Nine principles we use as a filter when something has to be decided. They apply across any project, any vertical, any technology. If an option contradicts one of them, we hesitate.

1. Results over activity

We measure by impact, not by hours worked, lines of code written, or meetings attended. What counts is what changed: revenue increased, costs reduced, problem solved.

In practice:

  • We define clear outcomes before starting.
  • We ask "what did this achieve?", not "how long did this take?".
  • We celebrate results, not effort.

2. Build over consult

We prefer to execute over recommending. Anyone can give advice. We write the code, ship the product, and deliver the solution.

In practice:

  • We do not produce slide decks that end up in a folder.
  • If we spot a problem, we propose and build the fix.
  • Our deliverables are working software, not reports.

3. Repeat to scale

We document everything. If it works, we systematize it. If it repeats, we productize it. That is how we grow without burning out.

In practice:

  • Every process gets documented the second time around.
  • We build internal tooling to automate repetitive work.
  • Patterns from Solutions become products in Factory.

4. Ambition with patience

We want to be big. We want to build the LATAM equivalent of the great tech companies. But we know that gets built step by step, not overnight.

In practice:

  • We set ambitious long-term goals.
  • We break them down into achievable milestones.
  • We do not trade quality for speed.

5. Technology with purpose

We do not adopt technology because it is fashionable. Every tool, framework, or AI model has to solve a real problem. Technology is a means, not an end.

In practice:

  • Before adopting something, we ask what problem it solves.
  • We pick boring technology when it is the right choice.
  • We use AI where it adds value, not everywhere.

6. Own your work

Each person owns their deliverables end to end. No throwing code over the wall. No "that is not my job". If you build it, you support it.

In practice:

  • We do not split into "dev" and "ops" mindsets.
  • We follow up on work after we deliver it.
  • We fix our own bugs.

7. Transparency by default

We share information openly inside the team. No information hoarding, no politics, no hidden agendas. Trust is built through transparency.

In practice:

  • Decisions are documented with their rationale.
  • Feedback is direct and constructive.
  • We admit mistakes when we make them.

8. Simplicity wins

Simple solutions beat complex ones. Simple code beats clever code. Simple processes beat bureaucratic ones. When in doubt, simplify.

In practice:

  • We remove features more often than we add them.
  • We prefer clear over clever.
  • We ask "can this be simpler?" regularly.

9. AI-native by design

AI and automation are core tools at Dinnartec. They multiply our capacity, they do not decorate our marketing. We build assuming AI is available; we ship products where AI is part of the substrate, not an add-on.

In practice:

  • We use AI agents to write, review, and ship code.
  • We automate operational work that does not need a human.
  • We design products assuming AI is available, not optional.
  • We pick AI where it adds value, ignore it where it does not.

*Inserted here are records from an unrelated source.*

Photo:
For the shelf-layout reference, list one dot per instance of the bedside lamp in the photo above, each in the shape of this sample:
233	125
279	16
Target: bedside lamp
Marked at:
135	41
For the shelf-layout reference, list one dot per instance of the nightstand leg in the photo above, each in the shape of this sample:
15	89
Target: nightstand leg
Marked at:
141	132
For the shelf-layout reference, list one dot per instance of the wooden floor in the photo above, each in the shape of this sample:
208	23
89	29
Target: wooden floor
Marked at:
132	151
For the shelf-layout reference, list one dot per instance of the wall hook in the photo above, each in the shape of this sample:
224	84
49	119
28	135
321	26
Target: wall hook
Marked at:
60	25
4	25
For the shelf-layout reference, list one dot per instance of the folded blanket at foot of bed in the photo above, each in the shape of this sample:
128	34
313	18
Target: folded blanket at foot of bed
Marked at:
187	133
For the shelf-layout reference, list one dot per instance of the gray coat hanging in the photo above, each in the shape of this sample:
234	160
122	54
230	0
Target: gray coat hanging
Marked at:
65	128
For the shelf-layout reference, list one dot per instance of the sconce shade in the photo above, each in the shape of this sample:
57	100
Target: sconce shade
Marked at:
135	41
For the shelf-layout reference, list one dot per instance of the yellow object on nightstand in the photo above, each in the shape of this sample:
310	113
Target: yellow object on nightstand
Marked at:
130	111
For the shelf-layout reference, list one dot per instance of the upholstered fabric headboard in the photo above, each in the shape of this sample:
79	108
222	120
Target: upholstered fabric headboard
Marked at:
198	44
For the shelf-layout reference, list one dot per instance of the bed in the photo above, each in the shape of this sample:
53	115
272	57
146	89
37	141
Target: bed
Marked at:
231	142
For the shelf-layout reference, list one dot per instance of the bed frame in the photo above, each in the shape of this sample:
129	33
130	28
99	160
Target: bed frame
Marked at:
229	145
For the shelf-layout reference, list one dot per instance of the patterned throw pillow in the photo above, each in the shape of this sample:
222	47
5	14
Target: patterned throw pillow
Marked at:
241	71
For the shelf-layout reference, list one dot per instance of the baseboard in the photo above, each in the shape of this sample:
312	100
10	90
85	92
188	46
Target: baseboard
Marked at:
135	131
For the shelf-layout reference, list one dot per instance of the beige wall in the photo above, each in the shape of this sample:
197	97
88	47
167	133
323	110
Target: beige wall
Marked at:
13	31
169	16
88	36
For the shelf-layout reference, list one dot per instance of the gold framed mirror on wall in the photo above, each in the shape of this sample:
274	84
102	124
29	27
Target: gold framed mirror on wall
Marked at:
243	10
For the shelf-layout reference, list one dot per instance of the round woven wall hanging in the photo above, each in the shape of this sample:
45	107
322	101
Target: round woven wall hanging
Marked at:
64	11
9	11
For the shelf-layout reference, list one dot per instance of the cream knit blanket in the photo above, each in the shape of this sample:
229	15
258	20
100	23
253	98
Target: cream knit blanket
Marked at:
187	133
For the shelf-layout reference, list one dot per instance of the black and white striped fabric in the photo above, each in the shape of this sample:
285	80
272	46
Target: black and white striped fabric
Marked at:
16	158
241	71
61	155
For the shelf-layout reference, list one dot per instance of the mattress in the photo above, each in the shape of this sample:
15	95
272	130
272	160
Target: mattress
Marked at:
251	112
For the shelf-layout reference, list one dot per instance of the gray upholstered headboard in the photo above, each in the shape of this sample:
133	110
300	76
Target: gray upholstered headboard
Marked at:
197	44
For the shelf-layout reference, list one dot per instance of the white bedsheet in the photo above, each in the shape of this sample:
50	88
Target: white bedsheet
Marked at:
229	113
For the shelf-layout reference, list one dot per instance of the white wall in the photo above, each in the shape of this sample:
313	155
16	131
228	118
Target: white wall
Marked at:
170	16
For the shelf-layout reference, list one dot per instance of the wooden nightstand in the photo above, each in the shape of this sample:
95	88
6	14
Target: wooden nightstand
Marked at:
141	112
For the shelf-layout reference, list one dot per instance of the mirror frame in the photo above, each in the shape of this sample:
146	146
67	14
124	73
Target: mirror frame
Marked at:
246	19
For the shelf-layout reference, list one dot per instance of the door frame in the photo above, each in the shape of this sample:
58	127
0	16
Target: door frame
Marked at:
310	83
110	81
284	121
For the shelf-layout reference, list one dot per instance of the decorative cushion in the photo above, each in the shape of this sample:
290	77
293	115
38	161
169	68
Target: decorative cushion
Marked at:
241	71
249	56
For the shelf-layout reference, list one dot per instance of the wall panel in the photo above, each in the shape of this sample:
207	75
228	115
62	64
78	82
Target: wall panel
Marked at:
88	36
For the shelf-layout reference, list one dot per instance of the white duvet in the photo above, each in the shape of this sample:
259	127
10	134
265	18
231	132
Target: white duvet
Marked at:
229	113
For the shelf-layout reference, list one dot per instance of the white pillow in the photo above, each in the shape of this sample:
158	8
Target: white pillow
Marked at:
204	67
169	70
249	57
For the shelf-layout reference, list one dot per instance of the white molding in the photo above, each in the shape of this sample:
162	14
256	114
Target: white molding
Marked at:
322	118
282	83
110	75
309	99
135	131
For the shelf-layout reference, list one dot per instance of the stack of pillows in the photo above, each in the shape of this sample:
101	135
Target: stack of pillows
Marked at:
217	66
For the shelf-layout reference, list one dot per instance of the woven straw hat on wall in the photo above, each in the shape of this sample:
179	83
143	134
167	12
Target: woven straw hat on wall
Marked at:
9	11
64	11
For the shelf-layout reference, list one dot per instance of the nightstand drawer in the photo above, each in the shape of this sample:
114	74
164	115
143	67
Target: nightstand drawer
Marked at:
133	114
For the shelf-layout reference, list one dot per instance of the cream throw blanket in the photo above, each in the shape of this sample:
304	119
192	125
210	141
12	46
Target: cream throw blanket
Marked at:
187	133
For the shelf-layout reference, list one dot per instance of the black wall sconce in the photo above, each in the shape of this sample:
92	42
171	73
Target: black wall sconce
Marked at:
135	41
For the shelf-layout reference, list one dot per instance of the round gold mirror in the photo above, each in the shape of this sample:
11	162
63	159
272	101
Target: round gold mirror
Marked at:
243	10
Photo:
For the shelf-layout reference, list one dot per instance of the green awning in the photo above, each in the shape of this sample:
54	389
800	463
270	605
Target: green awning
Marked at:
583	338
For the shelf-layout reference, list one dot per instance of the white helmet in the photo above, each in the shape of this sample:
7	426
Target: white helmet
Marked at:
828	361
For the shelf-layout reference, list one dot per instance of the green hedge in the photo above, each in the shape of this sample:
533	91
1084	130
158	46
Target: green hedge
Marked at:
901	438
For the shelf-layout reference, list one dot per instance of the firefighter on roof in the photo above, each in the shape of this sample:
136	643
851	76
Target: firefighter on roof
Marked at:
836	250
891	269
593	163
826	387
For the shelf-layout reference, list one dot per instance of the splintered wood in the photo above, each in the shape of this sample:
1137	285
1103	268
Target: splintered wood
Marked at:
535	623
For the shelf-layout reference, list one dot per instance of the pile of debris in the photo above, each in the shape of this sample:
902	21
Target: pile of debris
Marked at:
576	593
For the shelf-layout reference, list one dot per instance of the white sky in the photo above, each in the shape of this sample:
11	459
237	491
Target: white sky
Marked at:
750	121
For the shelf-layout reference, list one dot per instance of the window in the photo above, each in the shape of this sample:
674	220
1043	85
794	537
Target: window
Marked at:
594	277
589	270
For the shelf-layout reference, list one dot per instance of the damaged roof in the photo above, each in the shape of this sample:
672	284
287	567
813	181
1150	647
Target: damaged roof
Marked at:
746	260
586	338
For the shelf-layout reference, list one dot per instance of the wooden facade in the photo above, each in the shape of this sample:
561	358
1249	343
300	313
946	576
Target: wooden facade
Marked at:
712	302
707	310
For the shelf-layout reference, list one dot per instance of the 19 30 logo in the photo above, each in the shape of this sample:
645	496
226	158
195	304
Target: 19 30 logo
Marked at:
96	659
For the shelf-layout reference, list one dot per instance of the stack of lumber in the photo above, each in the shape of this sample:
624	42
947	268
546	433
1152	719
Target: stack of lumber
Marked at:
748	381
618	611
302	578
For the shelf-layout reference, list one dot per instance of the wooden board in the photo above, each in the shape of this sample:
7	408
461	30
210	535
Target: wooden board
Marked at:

How we use these principles

These are not decorative posters. They serve to:

  1. Decide. When we are stuck, the principle that fits best breaks the tie.
  2. Give feedback. We reference principles when reviewing work.
  3. Resolve conflicts. Shared principles are common ground.
  4. Evaluate fit. New team members must resonate with this.

These principles evolve. If something stops serving us, we change it.